You can do this will multiple file names on the end also. e.g.

perl -ne 'print $1 if /.*abc([0-9]+)xyz.*/' example1.txt example2.txt

PP
Thanks, but we don't have access to perl, which is why I was asking about sed/awk/gawk.
Stéphane
+1  A: 

If you want to select lines then strip out the bits you don't want:

egrep 'abc[0-9]+xyz' inputFile | sed -e 's/^.*abc//' -e 's/xyz.*$//'

It basically selects the lines you want with egrep and then uses sed to strip off the bits before and after the number.

You can see this in action here:

pax> echo 'a
b
c
abc12345xyz
a
b
c' | egrep 'abc[0-9]+xyz' | sed -e 's/^.*abc//' -e 's/xyz.*$//'
12345
pax>

Update: obviously if you actual situation is more complex, the REs will need to me modified. For example if you always had a single number buried within zero or more non-numerics at the start and end:

egrep '[^0-9]*[0-9]+[^0-9]*$' inputFile | sed -e 's/^[^0-9]*//' -e 's/[^0-9]*$//'
paxdiablo
Interesting... So there isn't a simple way to apply a complex regular expression and get back just what is in the (...) section? Cause while I see what you did here first with grep then with sed, our real situation is much more complex than dropping "abc" and "xyz". The regular expression is used because lots of different text can appear on either side of the text I'd like to extract.
Stéphane
I'm sure there *is* a better way if the REs are really complex. Perhaps if you provided a few more examples or a more detailed description, we could adjust our answers to suit.
paxdiablo
+3  A: 

My sed (Mac OS X) didn't work with +. I tried * instead and I added p tag for printing match:

sed -n 's/^.*abc\([0-9]*\)xyz.*$/\1/p' example.txt

For matching at least one numeric character without +, I would use:

sed -n 's/^.*abc\([0-9][0-9]*\)xyz.*$/\1/p' example.txt
mouviciel
Thank you, this worked for me as well once I used * instead of +.
Stéphane
...and the "p" option to print the the match, which I didn't know about either. Thanks again.
Stéphane
I had to escape the `+` and then it worked for me: `sed -n 's/^.*abc\([0-9]\+\)xyz.*$/\1/p'`
Dennis Williamson
A: 

For awk.

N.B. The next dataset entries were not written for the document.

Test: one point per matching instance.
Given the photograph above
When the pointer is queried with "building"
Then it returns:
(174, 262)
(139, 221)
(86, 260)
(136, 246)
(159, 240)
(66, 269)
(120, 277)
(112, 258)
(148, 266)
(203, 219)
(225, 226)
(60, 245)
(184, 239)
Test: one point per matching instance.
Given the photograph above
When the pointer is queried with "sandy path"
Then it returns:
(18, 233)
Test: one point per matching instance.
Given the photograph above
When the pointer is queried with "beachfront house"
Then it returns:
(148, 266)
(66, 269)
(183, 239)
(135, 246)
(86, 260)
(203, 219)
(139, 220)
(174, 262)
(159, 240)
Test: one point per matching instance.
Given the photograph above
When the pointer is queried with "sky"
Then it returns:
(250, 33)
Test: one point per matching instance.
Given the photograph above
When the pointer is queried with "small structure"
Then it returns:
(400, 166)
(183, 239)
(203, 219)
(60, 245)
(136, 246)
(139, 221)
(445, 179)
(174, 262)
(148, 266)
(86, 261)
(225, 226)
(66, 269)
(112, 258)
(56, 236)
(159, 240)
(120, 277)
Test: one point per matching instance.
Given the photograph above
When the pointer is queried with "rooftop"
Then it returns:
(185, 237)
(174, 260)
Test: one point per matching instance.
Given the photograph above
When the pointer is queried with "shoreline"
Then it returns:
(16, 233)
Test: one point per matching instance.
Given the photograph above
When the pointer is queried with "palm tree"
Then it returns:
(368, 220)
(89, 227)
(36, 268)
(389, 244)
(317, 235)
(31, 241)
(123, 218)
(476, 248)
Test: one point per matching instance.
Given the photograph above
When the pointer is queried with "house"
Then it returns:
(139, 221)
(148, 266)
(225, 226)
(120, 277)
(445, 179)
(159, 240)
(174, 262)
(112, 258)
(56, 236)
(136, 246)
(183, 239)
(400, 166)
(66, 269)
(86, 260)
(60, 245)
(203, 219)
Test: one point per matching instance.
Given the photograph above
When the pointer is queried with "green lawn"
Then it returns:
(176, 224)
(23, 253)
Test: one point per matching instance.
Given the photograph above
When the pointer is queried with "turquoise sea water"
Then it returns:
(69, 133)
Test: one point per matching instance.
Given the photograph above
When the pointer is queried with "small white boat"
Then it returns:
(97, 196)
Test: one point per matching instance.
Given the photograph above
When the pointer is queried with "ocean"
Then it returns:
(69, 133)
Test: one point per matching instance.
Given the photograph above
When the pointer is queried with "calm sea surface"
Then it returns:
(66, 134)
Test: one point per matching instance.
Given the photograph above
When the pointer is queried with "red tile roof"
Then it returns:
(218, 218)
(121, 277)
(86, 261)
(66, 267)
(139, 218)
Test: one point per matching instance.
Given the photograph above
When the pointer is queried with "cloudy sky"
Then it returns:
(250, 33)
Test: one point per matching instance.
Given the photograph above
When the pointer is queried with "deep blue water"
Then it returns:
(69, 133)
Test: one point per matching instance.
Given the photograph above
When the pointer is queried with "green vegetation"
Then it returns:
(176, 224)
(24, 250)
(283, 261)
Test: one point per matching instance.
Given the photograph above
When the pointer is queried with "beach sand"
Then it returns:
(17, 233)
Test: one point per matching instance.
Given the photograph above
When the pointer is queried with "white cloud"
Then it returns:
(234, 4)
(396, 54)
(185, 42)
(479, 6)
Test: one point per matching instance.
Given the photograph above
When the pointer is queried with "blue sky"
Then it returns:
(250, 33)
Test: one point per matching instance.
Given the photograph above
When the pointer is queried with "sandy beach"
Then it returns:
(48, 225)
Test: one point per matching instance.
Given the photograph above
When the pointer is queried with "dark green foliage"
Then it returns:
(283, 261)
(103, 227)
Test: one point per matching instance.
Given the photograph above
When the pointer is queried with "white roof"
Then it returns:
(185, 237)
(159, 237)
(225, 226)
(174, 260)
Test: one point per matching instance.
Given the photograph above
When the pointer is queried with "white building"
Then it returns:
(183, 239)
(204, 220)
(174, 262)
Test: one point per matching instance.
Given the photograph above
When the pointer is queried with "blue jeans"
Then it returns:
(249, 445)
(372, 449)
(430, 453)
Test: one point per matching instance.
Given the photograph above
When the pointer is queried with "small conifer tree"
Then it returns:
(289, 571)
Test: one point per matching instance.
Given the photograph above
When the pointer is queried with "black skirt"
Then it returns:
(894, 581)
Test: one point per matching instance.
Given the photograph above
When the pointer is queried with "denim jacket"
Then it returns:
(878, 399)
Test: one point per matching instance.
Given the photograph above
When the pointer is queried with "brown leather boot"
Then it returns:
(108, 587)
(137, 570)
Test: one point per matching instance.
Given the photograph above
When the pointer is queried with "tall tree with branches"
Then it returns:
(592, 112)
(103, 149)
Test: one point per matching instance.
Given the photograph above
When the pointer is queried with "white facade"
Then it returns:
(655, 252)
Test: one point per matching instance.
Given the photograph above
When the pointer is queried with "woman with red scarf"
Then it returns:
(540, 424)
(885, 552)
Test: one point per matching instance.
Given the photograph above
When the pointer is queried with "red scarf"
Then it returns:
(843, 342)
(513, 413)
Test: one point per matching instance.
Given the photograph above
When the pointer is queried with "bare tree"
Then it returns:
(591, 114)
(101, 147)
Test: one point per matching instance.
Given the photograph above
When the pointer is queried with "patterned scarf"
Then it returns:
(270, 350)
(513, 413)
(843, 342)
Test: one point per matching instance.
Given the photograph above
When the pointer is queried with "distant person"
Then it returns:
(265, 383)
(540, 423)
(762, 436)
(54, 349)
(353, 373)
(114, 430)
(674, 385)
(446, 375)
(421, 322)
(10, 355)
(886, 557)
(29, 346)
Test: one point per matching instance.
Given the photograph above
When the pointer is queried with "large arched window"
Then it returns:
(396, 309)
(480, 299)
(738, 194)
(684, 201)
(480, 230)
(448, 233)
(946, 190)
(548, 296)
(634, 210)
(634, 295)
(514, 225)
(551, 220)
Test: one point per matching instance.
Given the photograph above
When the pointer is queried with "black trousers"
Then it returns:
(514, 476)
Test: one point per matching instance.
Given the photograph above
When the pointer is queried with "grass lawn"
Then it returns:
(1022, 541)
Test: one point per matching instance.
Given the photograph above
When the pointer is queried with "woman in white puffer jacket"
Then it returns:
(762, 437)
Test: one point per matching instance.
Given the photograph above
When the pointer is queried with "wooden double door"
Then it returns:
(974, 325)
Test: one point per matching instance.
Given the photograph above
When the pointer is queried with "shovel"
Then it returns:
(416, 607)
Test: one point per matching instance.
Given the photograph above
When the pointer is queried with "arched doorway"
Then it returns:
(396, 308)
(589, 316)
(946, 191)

I would use the following script:

/.*abc([0-9]+)xyz.*/ {
      print $0;
      next;
      }
      {
      /* default, do nothing */
      }
Pierre
which gets grep like behavior...
dmckee
A: 
gawk '/.*abc([0-9]+)xyz.*/' file
ghostdog74
This doesn't seem to work. It prints the entire line instead of the match.
Stéphane
in your sample input file , that pattern is the whole line. right??? if you know the pattern is going to be in a specific field: use $1, $2 etc.. eg gawk '$1 ~ /.*abc([0-9]+)xyz.*/' file
ghostdog74
A: 

If your version of grep supports it you could use the -o option to print only the portion of any line that matches your regexp.

If not then here's the best sed I could come up with:

sed -e '/[0-9]/!d' -e 's/^[^0-9]*//' -e 's/[^0-9]*$//'

... which deletes/skips with no digits and, for the remaining lines, removes all leading and trailing non-digit characters. (I'm only guessing that your intention is to extract the number from each line that contains one).

The problem with something like:

sed -e 's/.*\([0-9]*\).*/&/'

.... or

sed -e 's/.*\([0-9]*\).*/\1/'

... is that sed only supports "greedy" match ... so the first .* will match the rest of the line. Unless we can use a negated character class to achieve a non-greedy match ... or a version of sed with Perl-compatible or other extensions to its regexes, we can't extract a precise pattern match from with the pattern space (a line).

Jim Dennis
You can just combine two of your `sed` commands in this way: `sed -n 's/[^0-9]*\([0-9]\+\).*/\1/p'`
Dennis Williamson
Previously didn't know about -o option on grep. Nice to know. But it prints the entire match, not the "(...)". So if you are matching on "abc([[:digit:]]+)xyz" then you get the "abc" and "xyz" as well as the digits.
Stéphane
A: 

you can do it with the shell

while read -r line
do
    case "$line" in
        *abc*[0-9]*xyz* ) 
            t="${line##abc}"
            echo "num is ${t%%xyz}";;
    esac
done <"file"